Salíamos de la Basílica de Guadalupe cuando nos cruzamos con ellas. Eran tres o cuatro. No apunté su estatura, su color o su talle, pero recuerdo que eran bellísimas, no con la belleza de la carne que se marchita y se acaba, sino con la belleza del que irradia a Dios desde el interior de su alma que está llenita de Él.
Caminaban con la suavidad del aire tibio, como llevadas por la brisa, pero con el paso firme de quien va dejando huella.
Parecían incontenibles: un invencible ejército de tres, armadas hasta las entrañas de fortaleza, dulzura y amabilidad.
La mente miraba el mundo pero la mirada estaba muy arriba en el cielo, apartada del camino; no necesitaban verlo, el mundo parecía abrirse a su paso como si la justicia de Dios caminara delante de ellas. Creo que eran pequeñas pero se veían altísimas.

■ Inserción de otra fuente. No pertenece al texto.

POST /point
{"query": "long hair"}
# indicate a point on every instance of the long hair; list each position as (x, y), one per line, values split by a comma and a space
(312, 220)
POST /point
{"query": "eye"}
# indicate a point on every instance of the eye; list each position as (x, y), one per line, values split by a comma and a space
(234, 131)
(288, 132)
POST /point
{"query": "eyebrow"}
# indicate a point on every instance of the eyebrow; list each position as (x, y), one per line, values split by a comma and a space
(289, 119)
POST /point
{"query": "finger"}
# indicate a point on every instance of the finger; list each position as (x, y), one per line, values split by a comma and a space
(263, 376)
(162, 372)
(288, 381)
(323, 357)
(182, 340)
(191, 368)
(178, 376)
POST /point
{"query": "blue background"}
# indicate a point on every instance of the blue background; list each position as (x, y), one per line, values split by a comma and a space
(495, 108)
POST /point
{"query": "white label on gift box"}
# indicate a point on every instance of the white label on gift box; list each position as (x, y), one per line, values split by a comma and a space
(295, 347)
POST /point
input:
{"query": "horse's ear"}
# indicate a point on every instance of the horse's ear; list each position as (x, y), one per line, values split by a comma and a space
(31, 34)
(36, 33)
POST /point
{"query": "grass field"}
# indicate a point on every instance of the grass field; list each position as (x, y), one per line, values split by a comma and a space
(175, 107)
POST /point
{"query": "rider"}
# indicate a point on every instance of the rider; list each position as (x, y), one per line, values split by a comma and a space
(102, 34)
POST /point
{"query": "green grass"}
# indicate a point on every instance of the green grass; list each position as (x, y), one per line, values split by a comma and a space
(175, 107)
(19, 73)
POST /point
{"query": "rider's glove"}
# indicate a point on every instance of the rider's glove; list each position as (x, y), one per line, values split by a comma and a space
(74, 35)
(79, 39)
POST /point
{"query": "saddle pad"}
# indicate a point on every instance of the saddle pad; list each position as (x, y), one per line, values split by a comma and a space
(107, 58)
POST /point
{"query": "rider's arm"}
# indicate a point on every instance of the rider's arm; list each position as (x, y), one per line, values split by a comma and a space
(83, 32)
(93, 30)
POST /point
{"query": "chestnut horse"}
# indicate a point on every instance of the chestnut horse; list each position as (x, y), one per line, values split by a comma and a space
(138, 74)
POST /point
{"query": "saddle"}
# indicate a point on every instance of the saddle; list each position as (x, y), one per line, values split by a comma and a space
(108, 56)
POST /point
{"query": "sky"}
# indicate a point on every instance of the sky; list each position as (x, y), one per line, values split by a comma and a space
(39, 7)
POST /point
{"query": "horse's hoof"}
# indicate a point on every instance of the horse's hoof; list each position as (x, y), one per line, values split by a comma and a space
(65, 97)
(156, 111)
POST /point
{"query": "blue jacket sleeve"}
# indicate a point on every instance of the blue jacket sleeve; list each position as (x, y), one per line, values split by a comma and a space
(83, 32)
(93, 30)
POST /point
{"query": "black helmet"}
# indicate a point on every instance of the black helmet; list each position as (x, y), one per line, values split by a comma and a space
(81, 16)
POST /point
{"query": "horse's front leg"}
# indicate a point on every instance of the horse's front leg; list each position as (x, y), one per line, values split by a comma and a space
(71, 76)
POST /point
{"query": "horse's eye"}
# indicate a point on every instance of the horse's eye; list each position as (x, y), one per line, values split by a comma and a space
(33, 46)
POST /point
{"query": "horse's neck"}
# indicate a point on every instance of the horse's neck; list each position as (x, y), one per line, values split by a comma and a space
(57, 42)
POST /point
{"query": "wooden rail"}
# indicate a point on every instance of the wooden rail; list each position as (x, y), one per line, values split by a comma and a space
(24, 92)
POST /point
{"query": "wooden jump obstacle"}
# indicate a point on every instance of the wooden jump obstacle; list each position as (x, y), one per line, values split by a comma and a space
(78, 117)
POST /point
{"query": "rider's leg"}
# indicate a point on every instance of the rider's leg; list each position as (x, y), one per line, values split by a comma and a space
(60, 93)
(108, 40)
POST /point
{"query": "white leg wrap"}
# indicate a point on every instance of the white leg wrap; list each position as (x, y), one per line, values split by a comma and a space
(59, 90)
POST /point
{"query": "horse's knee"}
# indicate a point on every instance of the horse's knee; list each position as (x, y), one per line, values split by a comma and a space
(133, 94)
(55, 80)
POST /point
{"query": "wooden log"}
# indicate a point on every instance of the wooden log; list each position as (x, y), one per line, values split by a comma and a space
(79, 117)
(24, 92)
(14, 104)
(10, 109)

Caminaban muy erguidas, no con la altivez del soberbio, sino con la dignidad humilde del que conoce el valor de la persona humana y se siente amado por Dios y pone en sus manos su confianza y su destino, con la seguridad que da el despojarse de todo y atenerse sólo a Él.
Su semblante era más bien serio, del que lleva una enorme carga en sus hombros, pero sus rostros irradiaban alegría y paz a través de una leve e inefable sonrisa.
La vida pareció detenerse. Habríamos querido tocarlas, besarles las manos, hincarnos, pedirles su bendición, dedicarles una palabra de encomio... Nada. Nos quedamos pasmados en suspenso, en muda admiración.
Pasaron como un delicioso aroma que va dejando estela de reverencia y regocijo. Cruzamos miradas para ver si los otros experimentaban el mismo sentimiento, para intercambiar comentarios y emociones sobre el pequeño Tabor que acabábamos de vivir.
Siguieron su camino con su paso firme y etéreo, sembrando bendición al caminar, al encuentro de Dios y de la Madre Santísima, al encuentro de sus amigos de todos los días, que las recibirían con una profunda mirada de complacencia, de afecto, de agradecimiento, y con un «bienvenida, sierva buena y fiel, a alegrar mi corazón y alimentarte de mi amor, porque tengo hambre y tú me das de comer».